EMA Director Bo Keck said many people are still not sure what to do with their spoiled food.
He said residents should contact their insurance company for reimbursement information regarding any spoiled food and that those with food stamps and other government assistance are urged to contact their case worker for more information.
"Anything that they would possibly get help with through Job and Family Services, or area aging or whatever agency they use normally, they should re-contact those people now and see what assistance they may have for them," said Keck.
Debris sites are busy around the county and Keck said crews are working to contain those piles for additional trees and brush.
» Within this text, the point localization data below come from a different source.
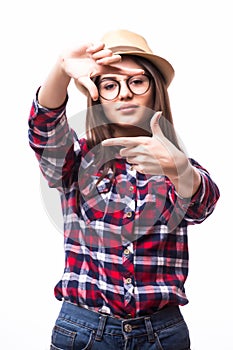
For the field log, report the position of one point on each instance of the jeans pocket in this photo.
(80, 338)
(175, 337)
(62, 339)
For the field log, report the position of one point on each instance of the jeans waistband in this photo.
(102, 323)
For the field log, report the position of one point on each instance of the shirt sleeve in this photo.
(56, 145)
(202, 203)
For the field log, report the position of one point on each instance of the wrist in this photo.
(187, 179)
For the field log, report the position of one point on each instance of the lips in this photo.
(127, 107)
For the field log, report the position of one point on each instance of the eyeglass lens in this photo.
(109, 88)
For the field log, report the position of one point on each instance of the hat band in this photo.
(125, 49)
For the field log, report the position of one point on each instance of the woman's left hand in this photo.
(156, 155)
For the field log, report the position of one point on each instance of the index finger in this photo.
(123, 141)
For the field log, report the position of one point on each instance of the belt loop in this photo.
(150, 331)
(101, 325)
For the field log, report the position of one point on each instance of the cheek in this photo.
(108, 110)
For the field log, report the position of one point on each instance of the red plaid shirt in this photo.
(126, 251)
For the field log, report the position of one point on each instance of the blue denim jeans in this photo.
(80, 329)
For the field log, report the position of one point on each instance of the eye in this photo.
(108, 85)
(138, 80)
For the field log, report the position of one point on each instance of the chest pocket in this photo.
(104, 198)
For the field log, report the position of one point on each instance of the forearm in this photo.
(53, 92)
(186, 181)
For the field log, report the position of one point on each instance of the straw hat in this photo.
(126, 42)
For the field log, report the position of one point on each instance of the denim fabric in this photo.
(80, 329)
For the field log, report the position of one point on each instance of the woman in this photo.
(128, 194)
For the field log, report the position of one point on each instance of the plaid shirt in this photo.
(126, 251)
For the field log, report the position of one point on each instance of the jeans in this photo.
(80, 329)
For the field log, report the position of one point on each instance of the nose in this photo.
(125, 92)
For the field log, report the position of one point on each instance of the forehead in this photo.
(126, 62)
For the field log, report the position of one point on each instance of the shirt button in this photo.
(127, 328)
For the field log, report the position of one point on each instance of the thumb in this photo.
(154, 124)
(85, 85)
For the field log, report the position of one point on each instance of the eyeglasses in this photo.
(110, 88)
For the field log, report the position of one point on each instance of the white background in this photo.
(196, 37)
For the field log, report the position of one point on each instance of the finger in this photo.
(124, 141)
(95, 47)
(90, 86)
(99, 55)
(154, 124)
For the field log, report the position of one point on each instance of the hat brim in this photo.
(160, 63)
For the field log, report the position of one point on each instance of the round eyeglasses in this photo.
(109, 88)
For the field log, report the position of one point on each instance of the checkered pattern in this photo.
(126, 249)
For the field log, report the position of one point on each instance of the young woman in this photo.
(128, 194)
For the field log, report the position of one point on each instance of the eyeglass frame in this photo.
(127, 83)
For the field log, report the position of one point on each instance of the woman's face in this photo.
(127, 110)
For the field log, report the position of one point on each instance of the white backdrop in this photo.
(196, 37)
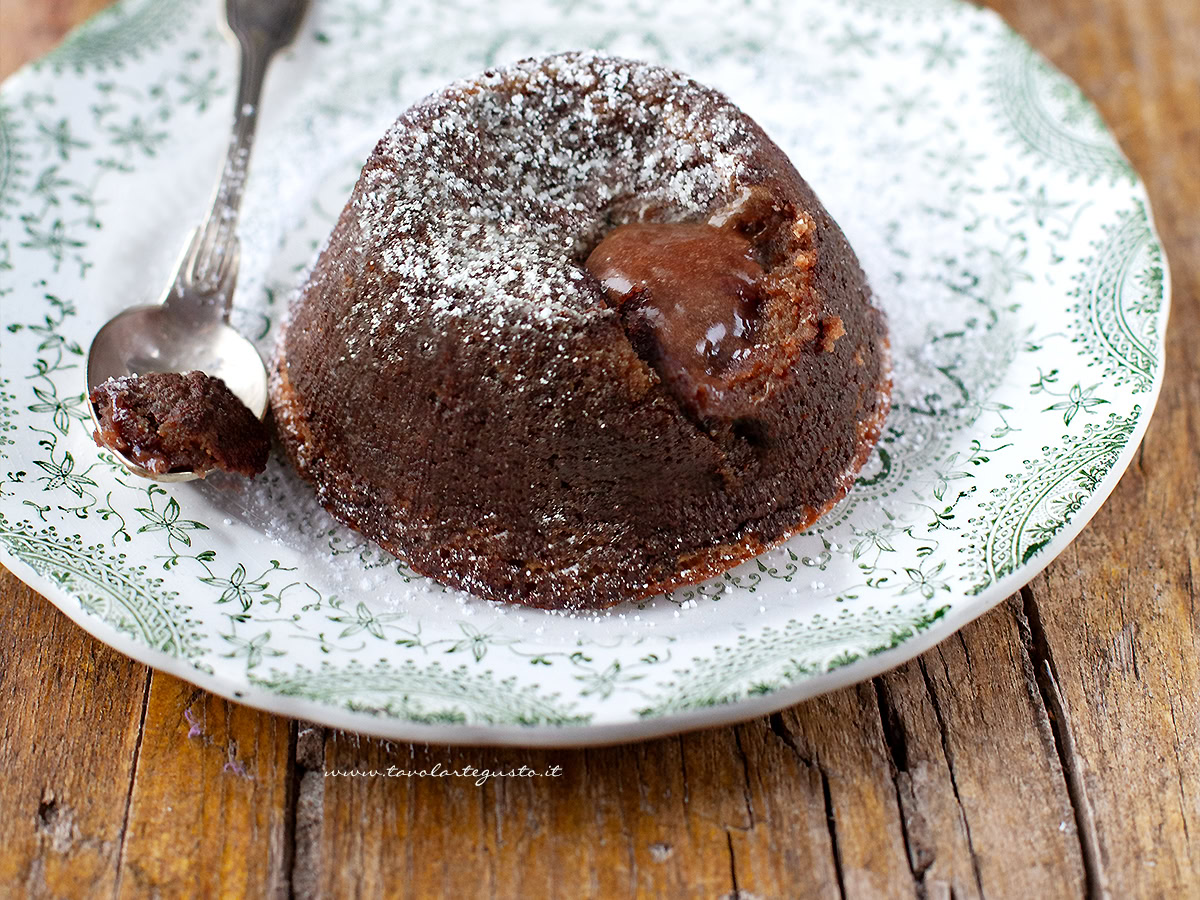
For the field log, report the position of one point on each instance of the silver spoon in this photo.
(189, 328)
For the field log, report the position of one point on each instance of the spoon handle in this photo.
(204, 285)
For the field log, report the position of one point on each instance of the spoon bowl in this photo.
(189, 329)
(149, 339)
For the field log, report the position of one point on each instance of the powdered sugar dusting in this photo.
(483, 199)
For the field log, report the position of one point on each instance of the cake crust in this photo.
(456, 387)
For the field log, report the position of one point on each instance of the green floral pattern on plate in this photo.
(996, 219)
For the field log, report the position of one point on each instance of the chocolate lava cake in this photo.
(581, 335)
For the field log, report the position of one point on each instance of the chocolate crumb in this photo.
(167, 421)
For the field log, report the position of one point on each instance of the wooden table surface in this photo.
(1050, 749)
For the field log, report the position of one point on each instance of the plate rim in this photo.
(635, 729)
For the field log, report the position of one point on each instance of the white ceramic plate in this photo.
(1001, 228)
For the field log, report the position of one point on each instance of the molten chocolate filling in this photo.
(689, 297)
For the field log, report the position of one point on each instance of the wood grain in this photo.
(1050, 749)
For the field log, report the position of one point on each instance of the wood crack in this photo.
(832, 825)
(948, 755)
(747, 793)
(921, 856)
(780, 729)
(133, 777)
(733, 867)
(305, 826)
(1045, 672)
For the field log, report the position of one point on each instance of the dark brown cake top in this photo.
(167, 421)
(483, 202)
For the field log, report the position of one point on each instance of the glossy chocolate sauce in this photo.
(689, 298)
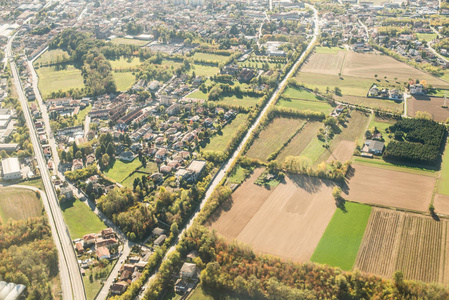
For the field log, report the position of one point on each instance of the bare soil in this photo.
(372, 185)
(287, 222)
(431, 105)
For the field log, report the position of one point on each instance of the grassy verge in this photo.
(340, 242)
(80, 219)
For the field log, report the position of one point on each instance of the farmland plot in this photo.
(414, 244)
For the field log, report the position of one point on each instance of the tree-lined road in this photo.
(71, 280)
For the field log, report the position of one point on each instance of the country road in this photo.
(225, 167)
(71, 280)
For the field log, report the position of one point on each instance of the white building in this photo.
(11, 168)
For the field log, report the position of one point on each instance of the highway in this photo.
(225, 167)
(71, 280)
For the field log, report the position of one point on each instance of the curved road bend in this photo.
(71, 281)
(221, 173)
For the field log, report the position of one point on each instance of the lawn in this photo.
(426, 36)
(52, 80)
(92, 288)
(273, 136)
(380, 163)
(219, 141)
(18, 204)
(203, 70)
(80, 219)
(340, 242)
(240, 100)
(443, 182)
(120, 170)
(125, 63)
(82, 115)
(123, 80)
(320, 106)
(210, 57)
(51, 56)
(296, 93)
(198, 95)
(123, 41)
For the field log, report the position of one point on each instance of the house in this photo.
(127, 156)
(373, 147)
(103, 253)
(416, 89)
(89, 239)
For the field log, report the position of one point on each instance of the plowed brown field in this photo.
(287, 222)
(414, 244)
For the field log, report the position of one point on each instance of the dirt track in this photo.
(390, 188)
(287, 222)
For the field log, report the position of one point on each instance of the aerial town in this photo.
(210, 149)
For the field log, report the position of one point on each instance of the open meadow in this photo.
(432, 105)
(273, 136)
(18, 204)
(398, 189)
(287, 221)
(415, 244)
(52, 80)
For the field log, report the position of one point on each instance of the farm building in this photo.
(11, 168)
(374, 147)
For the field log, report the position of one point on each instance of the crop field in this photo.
(240, 100)
(382, 104)
(219, 141)
(120, 170)
(320, 106)
(50, 57)
(300, 141)
(123, 80)
(326, 62)
(52, 80)
(415, 244)
(399, 189)
(364, 65)
(125, 63)
(74, 211)
(18, 204)
(123, 41)
(210, 57)
(340, 242)
(273, 136)
(431, 105)
(287, 221)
The EMA Director states that debris drop-off sites are not to be used for construction and housing debris.
Keck reiterated that currently FEMA assistance is only being made available to critical county infrastructures and not for the general public.
American Red Cross Executive Director Marlene Henderson said the number of people taking advantage of cooling centers and overnight shelters has increased.
"I think the temperature and the humidity is a lot higher today than what it was yesterday and we're in what, day 4? You know people are, they're needing the relief right now," said Henderson.
She said the following cooling centers and overnight shelters are still opened for those who need relief form the heat:
Keck added that the Red Cross has requested water and ice for those stations.
GFS of Springfield has donated a refrigerated truck to the county to use for supplies for cooling stations.